Princewill Odidi|10 July 2016|7:00AM
When I saw the pictures of starving children in the IDP camps in northern Nigeria I was sad. Anyone who understands how nations develop and service delivery actually works will not hold but weep for Nigeria.
It is sad to say this but it is true. Most of the good intentioned programs of PMB especially on the development of social infrastructure including job creation, provision of security, addressing concerns of IDPs will all fail woefully, if structural changes are not effected immediately.
They will fail not because the current government does not mean well, but because the service delivery structures are all faulty and are all a product of maladministration.

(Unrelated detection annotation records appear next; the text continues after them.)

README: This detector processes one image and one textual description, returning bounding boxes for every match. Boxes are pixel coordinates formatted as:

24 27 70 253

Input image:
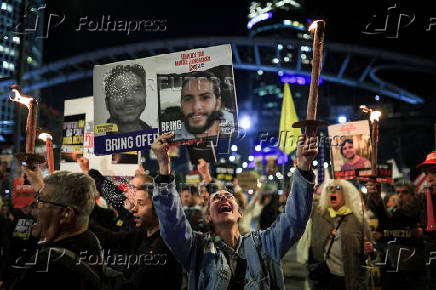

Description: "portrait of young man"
103 64 151 133
341 138 371 171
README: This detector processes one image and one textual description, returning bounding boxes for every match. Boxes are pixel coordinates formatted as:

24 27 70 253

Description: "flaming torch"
38 133 54 174
9 85 45 168
292 20 329 136
360 105 381 177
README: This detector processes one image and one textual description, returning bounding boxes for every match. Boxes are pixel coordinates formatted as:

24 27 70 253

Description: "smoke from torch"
9 87 38 153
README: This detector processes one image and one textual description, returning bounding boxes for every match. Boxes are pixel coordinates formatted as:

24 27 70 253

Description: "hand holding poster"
328 120 371 179
158 49 237 141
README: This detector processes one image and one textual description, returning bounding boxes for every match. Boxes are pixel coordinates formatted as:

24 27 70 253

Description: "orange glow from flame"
9 89 33 108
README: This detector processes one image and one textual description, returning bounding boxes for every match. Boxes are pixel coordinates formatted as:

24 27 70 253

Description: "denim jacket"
153 169 314 290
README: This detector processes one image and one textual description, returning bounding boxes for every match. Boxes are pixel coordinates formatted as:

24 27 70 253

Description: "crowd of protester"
0 134 436 290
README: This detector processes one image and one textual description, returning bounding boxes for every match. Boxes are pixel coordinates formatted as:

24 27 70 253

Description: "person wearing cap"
366 151 436 289
416 151 436 198
152 133 318 289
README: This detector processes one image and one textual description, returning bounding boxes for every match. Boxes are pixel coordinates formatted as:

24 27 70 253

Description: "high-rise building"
0 0 45 138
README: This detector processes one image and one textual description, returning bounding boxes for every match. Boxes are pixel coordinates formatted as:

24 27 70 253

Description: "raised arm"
151 133 194 271
261 136 318 262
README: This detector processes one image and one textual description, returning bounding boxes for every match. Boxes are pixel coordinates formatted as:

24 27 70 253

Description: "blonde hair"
44 171 96 227
318 179 363 223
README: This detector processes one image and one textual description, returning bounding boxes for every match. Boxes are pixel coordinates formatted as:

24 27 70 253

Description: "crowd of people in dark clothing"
0 133 436 290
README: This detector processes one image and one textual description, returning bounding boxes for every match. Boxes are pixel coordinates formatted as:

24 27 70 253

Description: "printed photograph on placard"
93 57 158 155
157 45 238 142
328 120 371 178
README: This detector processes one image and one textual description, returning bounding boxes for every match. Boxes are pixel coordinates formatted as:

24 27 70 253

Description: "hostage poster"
328 120 371 179
157 45 238 143
93 45 237 155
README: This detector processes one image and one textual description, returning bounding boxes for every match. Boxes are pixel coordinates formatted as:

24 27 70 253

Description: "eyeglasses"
395 189 410 194
30 190 79 213
327 185 342 191
212 192 235 201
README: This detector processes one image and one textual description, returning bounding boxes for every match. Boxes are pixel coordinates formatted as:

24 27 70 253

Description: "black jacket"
90 224 182 289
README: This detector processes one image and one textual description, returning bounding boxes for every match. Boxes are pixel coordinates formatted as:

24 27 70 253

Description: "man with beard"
152 133 318 289
174 71 234 141
341 139 371 171
103 64 151 133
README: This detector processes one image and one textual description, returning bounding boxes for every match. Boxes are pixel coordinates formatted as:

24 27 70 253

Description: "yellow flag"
279 83 301 155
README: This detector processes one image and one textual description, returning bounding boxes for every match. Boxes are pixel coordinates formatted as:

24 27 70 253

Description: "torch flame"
369 111 381 122
9 89 33 108
308 20 319 32
38 133 53 141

I have had the privilege to discuss this structural deficiency both with senior officials in government and the ruling party chieftains, but again it's all promises with no definite action plan.
As days go by, it is becoming obvious that when the administration talks about change, it is change in the introduction of new programs like school lunch, and arrest and detention of the accused corrupt, and not actual structural changes that will build our institutions and ensure proper service delivery.
Let me give you an example. As I write, CBN and the office of the Vice President are currently doling out billions of Naira on job creation and employment readiness, I read about it and just laugh. This program which is ongoing will soon end and budgetary allocations for it depleted and the ordinary Nigerian in the street will have no idea of any such programs, those who even know about the programs, the structure of our delivery system or being able to participate makes it virtually impossible for the poor with no connections to access those funds.
On internally displaced persons in Borno, government keeps budgeting huge sums to NEMA to address the situation, recent pictures coming from the camps is a clear indication that children are under fed and Kwashiorkor is ravaging the camps.
The reason is simple. Instead of addressing the problem, we have made IDPs a business for contractors to make money. NEMA prefers to issue contracts to buy mosquitos net, build temporary shelters, contracts to cook food, contracts to share food, contracts to wash plates and even contracts to determine what to cook or make a menu.
We have sacrificed the future of our children and their welfare for a plate of porridge in the name of contracts.
The fraud associated with contracting service delivery is what I mean by the structure of our delivery system is faulty. How should a problem like this be resolved? No contracts. Count the people and distribute the money directly to the displaced people to relocate with their children and start a new life elsewhere. Solve the problem permenently.
Temporal accommodation of displaced persons should not exceed 10 days instead of making it a money laundering scheme for friends and family.
If Buhari administration fails today, or fail to deliver the dividends of her electoral promises, it's not because they don't have experts to design wonderful concepts of development, if it fails it will be because the regime rather than focus on restructuring the service delivery apparatus which we all hoped for, is focusing on program designs and how to implement the programs.
You cannot use the very structural apparatus that has failed in the past to implement a new program and expect a different result. New wine in old wine skins will contaminate the new wine. Development just does not work that way.
I wish president Buhari will listen and act fast. The people are getting disappointed.
Take for example the monetary regulation policy which failed and was reversed, it failed not because it was a faulty economic assumption, it failed because our financial system and economy does not have the disciplinary framework to execute regulations as the Chinese do. We like to copy, but we copy wrongly. Because it worked in China does not mean Nigeria has the structures to implement same.
It is my prayer that the regime sits up and get it right. The anti corruption drive is impressive, but fixing the structural challenges of the judiciary to interpret laws and ministry of justice and the police to handle prosecution more efficiently is more important. Create permanent and lasting solutions that is the change we expected.
While the fear of Buhari may deter criminals, what we really need is the fear of the law.
Until we come to the understanding that change cannot be effective without structural amendments, four years will roll by and life will become more intolerable, unemployment will quadruple, cost of living will increase, insecurity will increase and we will be forced to ask, is this the messiah or are we to look for another.